Ted Turner rails against FCC and big media

John here, pretending he’s Harold, with a link to a story about the FCC and big media. It’s by Ted Turner of CNN fame, & published in

The Washington Monthly.

His line of reasoning will be familar to loyal readers of Harold’s Tales of the Sausage Factory but it is refreshing to see it coming from the pen of a wildly successful media mogul.

Some tidbits:

Unless we have a climate that will allow more independent media companies to survive, a dangerously high percentage of what we see–and what we don’t see–will be shaped by the profit motives and political interests of large, publicly traded conglomerates. The economy will suffer, and so will the quality of our public life.

Big media today wants to own the faucet, pipeline, water, and the reservoir. The rain clouds come next.

I’ve included one more teaser in the extended section, but you’ll have more fun if you skip that and just follow the link to the article. It’s well written with Turner’s trademark directness, and it’s scary stuff from somebody who knows what he’s talking about.

Today, media companies are more concentrated than at any time over the past 40 years, thanks to a continual loosening of ownership rules by Washington.

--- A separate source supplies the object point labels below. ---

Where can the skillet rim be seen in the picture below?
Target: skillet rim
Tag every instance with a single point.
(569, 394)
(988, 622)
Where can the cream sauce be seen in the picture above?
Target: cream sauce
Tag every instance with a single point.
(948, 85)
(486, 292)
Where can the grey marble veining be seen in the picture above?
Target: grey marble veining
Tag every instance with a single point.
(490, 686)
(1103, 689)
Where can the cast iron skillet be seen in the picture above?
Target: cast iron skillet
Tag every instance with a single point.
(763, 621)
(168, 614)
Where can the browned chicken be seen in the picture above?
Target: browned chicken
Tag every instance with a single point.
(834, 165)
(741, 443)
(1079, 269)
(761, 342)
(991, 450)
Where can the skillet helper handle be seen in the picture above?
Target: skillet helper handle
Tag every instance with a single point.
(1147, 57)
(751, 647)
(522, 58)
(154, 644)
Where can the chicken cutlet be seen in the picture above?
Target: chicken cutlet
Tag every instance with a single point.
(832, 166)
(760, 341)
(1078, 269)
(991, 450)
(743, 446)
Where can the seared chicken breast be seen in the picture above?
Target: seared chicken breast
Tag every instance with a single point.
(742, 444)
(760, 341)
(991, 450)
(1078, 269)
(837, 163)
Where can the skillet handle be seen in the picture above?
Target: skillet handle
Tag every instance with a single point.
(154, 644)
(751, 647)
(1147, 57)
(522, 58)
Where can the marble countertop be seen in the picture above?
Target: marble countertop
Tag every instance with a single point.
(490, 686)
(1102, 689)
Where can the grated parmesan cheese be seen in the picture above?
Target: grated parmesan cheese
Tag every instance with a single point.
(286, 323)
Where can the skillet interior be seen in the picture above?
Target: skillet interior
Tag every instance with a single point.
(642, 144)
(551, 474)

The media giants now own not only broadcast networks and local stations; they also own the cable companies that pipe in the signals of their competitors and the studios that produce most of the programming. To get a flavor of how consolidated the industry has become, consider this: In 1990, the major broadcast networks–ABC, CBS, NBC, and Fox–fully or partially owned just 12.5 percent of the new series they aired. By 2000, it was 56.3 percent. Just two years later, it had surged to 77.5 percent.


  1. And case in point is Bob Pitman. Bob Pitman was one of the AOL Billionaires. After getting forced out by the Time Warner folks, Pitman put together Pilot Media to buy radio and television stations so he could do fun things with their digital spectrum and shake up programming. He is capitalized at $1 Billion cash (his own and some other folks).

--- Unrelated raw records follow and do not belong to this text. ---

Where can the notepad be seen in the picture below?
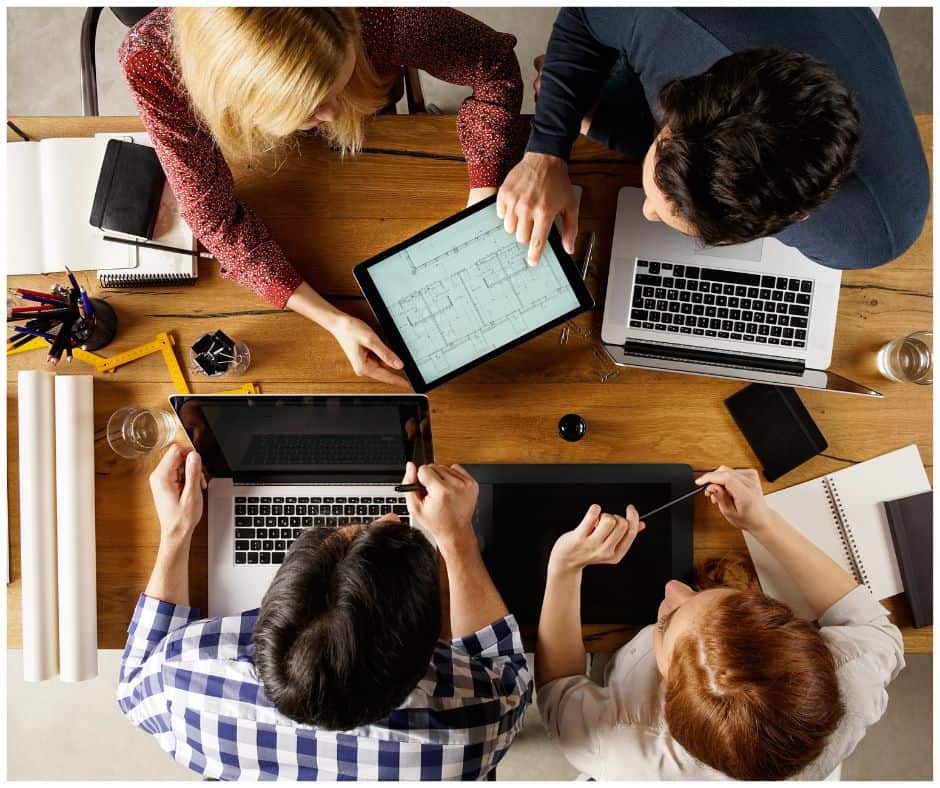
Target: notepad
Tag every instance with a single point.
(50, 188)
(151, 266)
(843, 514)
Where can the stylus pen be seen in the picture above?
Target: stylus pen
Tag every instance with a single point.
(161, 247)
(410, 488)
(674, 501)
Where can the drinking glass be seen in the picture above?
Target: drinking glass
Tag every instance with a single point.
(135, 432)
(908, 359)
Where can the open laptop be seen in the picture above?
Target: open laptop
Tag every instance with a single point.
(759, 311)
(278, 464)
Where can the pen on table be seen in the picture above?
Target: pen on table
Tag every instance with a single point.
(86, 303)
(47, 314)
(674, 501)
(33, 333)
(42, 298)
(410, 488)
(159, 247)
(588, 253)
(18, 310)
(14, 342)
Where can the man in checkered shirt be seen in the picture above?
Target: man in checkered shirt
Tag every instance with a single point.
(342, 673)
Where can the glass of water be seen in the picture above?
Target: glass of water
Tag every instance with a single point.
(908, 359)
(135, 432)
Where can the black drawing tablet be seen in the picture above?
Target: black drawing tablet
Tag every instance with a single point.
(461, 292)
(523, 509)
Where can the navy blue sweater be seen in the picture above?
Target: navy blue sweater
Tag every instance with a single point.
(878, 211)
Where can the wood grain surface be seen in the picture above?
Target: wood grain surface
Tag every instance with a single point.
(330, 213)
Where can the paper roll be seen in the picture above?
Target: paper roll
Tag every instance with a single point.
(75, 514)
(35, 399)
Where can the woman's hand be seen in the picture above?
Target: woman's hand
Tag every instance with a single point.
(738, 496)
(600, 538)
(176, 486)
(368, 355)
(480, 193)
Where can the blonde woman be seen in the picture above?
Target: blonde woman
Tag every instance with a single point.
(238, 83)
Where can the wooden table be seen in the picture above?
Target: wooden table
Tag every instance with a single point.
(331, 213)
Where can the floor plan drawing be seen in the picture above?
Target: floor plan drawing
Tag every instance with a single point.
(467, 291)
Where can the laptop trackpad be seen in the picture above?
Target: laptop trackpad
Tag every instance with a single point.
(752, 251)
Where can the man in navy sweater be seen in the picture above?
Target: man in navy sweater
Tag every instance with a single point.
(751, 122)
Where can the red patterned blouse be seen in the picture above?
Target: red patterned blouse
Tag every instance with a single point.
(450, 45)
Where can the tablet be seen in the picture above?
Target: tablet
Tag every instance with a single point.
(461, 292)
(523, 509)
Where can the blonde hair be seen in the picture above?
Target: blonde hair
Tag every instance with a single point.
(254, 75)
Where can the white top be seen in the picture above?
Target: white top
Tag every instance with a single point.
(619, 731)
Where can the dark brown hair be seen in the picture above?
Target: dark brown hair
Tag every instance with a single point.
(348, 626)
(753, 691)
(754, 143)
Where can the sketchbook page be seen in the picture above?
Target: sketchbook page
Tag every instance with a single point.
(170, 229)
(70, 170)
(862, 490)
(806, 507)
(24, 209)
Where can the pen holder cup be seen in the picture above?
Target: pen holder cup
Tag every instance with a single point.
(104, 328)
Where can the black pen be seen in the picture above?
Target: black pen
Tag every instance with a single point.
(674, 501)
(159, 247)
(410, 488)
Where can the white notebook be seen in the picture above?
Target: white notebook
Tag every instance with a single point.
(50, 188)
(152, 266)
(843, 514)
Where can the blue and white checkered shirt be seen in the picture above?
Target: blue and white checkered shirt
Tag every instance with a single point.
(192, 684)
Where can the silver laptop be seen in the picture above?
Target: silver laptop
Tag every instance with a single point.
(759, 311)
(280, 464)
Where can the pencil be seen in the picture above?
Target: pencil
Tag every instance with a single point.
(674, 501)
(410, 488)
(159, 247)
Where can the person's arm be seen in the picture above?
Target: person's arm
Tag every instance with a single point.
(599, 539)
(204, 187)
(163, 608)
(739, 497)
(538, 188)
(461, 50)
(445, 509)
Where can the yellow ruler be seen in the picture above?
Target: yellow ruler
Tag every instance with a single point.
(37, 343)
(163, 343)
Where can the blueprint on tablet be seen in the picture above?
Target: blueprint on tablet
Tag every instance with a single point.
(467, 290)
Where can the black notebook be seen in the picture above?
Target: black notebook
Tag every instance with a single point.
(127, 197)
(777, 426)
(911, 522)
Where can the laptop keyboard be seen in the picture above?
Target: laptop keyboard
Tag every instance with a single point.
(266, 526)
(713, 302)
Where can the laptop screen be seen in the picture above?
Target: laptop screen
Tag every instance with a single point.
(334, 435)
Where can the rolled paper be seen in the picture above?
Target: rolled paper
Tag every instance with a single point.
(75, 517)
(35, 398)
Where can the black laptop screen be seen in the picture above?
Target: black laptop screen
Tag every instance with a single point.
(261, 436)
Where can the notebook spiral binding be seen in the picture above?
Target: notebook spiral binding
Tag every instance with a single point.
(120, 280)
(845, 532)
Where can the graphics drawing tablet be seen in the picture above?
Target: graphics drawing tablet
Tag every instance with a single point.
(461, 292)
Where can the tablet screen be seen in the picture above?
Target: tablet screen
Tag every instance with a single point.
(467, 290)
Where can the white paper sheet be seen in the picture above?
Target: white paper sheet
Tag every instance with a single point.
(75, 515)
(35, 399)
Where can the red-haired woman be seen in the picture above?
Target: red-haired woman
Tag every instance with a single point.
(728, 683)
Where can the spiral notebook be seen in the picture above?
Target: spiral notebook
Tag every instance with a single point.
(155, 268)
(843, 514)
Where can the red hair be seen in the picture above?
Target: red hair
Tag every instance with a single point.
(753, 691)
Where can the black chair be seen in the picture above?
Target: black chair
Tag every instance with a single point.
(409, 86)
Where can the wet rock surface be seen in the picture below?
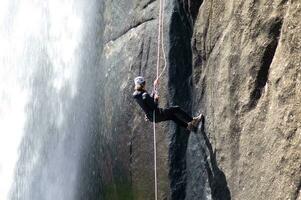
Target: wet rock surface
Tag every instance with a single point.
(235, 61)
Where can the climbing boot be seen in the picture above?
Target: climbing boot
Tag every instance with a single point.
(197, 120)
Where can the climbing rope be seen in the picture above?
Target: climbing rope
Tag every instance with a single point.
(155, 90)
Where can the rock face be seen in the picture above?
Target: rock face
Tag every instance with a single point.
(238, 62)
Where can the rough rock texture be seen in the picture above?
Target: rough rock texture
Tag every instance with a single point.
(130, 50)
(246, 58)
(237, 61)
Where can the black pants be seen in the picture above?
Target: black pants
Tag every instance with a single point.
(175, 114)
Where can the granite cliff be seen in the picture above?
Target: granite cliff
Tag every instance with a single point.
(238, 62)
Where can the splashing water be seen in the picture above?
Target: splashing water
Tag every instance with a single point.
(40, 45)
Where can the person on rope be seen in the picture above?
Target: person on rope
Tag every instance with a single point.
(149, 104)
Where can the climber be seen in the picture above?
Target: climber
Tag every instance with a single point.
(149, 103)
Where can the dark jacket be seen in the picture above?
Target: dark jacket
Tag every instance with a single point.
(146, 102)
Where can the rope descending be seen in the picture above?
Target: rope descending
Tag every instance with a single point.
(160, 46)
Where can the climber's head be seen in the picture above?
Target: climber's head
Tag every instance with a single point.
(139, 83)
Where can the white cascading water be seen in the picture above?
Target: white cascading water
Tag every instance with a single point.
(35, 34)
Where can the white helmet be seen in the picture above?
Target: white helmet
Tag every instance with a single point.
(139, 80)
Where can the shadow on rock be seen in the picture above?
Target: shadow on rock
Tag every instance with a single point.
(204, 178)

    He can’t buy a TV station. No one will sell. The few owners that control the station groups do not want to sell to an outsider who will shake up the industry or, in the laternative, are waiting to see if the rules are relaxed and they can get a better price from News Corp or Viacom or one of the other group owners.

    When Bob Pitman, with a billion dollars, cannot find someone willing to sell him a TV station, it is time to abandon the illusion that it is a free market. I believe the technical term for this arrangement is oligopoly or cartel (depending on the level of formal coordination).


  2. Turner’s article is one of the most useful summaries of the case against Big Media I’ve ever seen. One of the most interesting aspects is that he never once mentions “the public airwaves,” the sacred cow that’s the starting point (and usually the stopping point) for most discussion about this issue.

    Turner focuses directly on the regulatory infrastructure — fin-syn, must-carry, ownership caps — that make or break entreprenurial possibilities.

    I only hope people are paying attention to what Ted’s saying.